The Resurrecting Man

Nov 16, 2011 21:34

I've always loved the idea of grandiose returns: the impossible redemption of character, the refusal of a concrete truth, the negation of never again. But I'm not the only one. For some it was the story of the dying-and-rising frat king Dionysus, or the world's first mass-timescale quantum leaper, Zarathustra, who the Christ man thought he could plagiarize, or any number of the characters who are, in all reality, just flaky leftovers in the denouement of a cosmogonic myth.

As a kid, when every week would condense the contents of a decade, and thereby when every daily showing of Hey Dude represented a major shift in the zeitgeist, I would impatiently wait for that episode that I hadn't seen in a lifetime of months. The one where Ted came back. The one where my childhood archetype returned to center stage to reclaim the girl and the friends that he'd lost, all of them shocked, intoxicated on emotion, all of them apologizing to their slow-burning optimism for being so easily led into the dark.

"Where've you been?"
"We were worried sick."
"How dare you do that to us."
"We're so happy, so happy to have you back."
"Never do that again."

With all of these tales (I'm sure you have your own special one), of course it's easy to go along with believing that the word End is a contradiction to the fundamentals of existence, that there's healing after the destruction we bring upon ourselves, that everything is irreversible, that outcomes are ephemeral, and therefore choice is best left to recklessness.

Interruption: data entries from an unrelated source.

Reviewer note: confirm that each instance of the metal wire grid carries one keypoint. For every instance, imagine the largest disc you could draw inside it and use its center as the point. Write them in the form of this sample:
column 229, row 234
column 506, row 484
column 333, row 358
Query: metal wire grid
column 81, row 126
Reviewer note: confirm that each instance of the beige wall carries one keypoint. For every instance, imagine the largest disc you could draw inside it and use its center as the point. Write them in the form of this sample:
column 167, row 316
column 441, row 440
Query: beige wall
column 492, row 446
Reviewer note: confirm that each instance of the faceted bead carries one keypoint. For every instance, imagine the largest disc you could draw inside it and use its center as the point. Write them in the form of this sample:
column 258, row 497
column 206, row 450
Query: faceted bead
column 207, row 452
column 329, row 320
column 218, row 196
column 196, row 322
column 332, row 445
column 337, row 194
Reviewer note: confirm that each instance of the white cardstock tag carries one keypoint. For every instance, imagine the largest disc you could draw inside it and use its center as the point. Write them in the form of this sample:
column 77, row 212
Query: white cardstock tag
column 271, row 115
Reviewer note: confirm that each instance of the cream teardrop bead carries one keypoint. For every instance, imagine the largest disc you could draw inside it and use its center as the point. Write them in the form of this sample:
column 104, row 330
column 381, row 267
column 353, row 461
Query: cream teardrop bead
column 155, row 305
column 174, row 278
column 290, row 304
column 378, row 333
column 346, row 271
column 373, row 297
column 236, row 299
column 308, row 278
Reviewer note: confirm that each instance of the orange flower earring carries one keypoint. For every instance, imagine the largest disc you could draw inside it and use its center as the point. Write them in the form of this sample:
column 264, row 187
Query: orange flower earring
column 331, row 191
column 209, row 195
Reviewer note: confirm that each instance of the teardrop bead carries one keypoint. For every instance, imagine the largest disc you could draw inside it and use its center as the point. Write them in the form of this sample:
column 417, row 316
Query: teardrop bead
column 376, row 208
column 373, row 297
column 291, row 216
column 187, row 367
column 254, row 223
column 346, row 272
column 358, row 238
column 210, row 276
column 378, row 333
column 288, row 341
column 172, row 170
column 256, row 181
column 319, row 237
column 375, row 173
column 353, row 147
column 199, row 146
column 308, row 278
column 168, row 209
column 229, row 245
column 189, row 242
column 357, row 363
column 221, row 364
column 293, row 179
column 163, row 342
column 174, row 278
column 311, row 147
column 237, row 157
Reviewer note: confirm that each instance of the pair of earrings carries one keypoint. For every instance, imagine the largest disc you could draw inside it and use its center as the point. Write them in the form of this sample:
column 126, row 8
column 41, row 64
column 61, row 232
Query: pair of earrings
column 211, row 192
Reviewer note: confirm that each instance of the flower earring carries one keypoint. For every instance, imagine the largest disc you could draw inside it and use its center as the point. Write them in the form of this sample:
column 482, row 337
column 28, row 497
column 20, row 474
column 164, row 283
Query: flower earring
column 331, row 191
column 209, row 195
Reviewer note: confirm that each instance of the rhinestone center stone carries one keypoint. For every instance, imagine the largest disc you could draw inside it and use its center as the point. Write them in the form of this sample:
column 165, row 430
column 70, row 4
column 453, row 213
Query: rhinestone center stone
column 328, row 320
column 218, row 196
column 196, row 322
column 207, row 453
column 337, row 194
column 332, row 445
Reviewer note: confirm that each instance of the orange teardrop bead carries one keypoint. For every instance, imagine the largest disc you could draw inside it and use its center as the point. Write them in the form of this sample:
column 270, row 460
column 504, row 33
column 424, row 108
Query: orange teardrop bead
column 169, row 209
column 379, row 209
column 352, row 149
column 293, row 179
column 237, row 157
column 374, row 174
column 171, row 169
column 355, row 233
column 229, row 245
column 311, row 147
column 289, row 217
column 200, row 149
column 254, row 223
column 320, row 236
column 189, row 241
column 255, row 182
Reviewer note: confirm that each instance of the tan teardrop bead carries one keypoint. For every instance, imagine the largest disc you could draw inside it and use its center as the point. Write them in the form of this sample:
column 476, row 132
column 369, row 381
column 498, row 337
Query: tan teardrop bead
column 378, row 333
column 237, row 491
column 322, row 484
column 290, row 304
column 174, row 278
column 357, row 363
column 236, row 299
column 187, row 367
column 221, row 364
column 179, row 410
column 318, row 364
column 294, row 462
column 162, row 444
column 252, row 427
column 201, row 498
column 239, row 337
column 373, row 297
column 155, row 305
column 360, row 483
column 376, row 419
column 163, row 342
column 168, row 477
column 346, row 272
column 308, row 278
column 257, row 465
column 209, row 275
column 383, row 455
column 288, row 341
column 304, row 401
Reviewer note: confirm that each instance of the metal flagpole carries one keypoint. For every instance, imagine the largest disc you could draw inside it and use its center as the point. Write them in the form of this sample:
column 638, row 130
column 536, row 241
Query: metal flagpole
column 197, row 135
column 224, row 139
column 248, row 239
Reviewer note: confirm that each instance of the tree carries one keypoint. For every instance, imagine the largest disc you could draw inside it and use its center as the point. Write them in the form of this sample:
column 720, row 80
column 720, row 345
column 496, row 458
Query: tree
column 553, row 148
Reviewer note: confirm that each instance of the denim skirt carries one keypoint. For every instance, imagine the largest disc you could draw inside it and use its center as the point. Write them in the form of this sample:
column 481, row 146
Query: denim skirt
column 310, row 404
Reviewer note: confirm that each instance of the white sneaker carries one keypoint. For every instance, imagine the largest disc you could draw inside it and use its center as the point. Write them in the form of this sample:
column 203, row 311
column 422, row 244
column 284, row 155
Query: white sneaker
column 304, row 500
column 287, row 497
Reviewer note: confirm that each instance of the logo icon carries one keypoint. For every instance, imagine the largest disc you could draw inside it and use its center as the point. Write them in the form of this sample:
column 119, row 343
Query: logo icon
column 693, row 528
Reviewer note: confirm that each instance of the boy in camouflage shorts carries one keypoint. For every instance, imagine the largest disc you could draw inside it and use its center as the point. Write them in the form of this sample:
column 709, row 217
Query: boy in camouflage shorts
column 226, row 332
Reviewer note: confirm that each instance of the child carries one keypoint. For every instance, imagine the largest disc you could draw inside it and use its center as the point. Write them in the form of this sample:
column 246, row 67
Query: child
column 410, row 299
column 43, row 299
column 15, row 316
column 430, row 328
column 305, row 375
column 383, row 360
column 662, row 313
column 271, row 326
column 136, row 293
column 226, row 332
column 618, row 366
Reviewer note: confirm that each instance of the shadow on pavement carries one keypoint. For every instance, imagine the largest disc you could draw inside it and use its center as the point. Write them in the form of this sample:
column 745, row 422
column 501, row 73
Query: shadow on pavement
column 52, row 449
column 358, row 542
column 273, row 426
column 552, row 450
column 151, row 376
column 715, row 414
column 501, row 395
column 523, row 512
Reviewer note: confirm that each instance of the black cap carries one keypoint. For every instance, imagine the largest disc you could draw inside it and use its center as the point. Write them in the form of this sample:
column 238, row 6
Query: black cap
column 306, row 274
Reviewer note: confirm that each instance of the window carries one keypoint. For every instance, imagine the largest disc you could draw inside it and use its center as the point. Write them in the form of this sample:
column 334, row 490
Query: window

Because we are capable of becoming our very own Gods in the Machines.

We forget the fact that Andy Kaufman hasn't crashed the Tonight Show in the last twenty-seven years. We ignore the fact that Tupac Shakur is in North Carolina, underground, but definitely in no state to record. And we even deny the fact that The Sheik is currently spread lightly throughout the electron content of the Indian Ocean. Amongst the good, the arguable, and the wicked, none of the powerful ones truly go away. So what else would a megalomaniac believe?

Tomorrow my death simulation recurs, and I'll emerge a healthy deity with the god-graced arrogance to do the whole fucking thing all over again.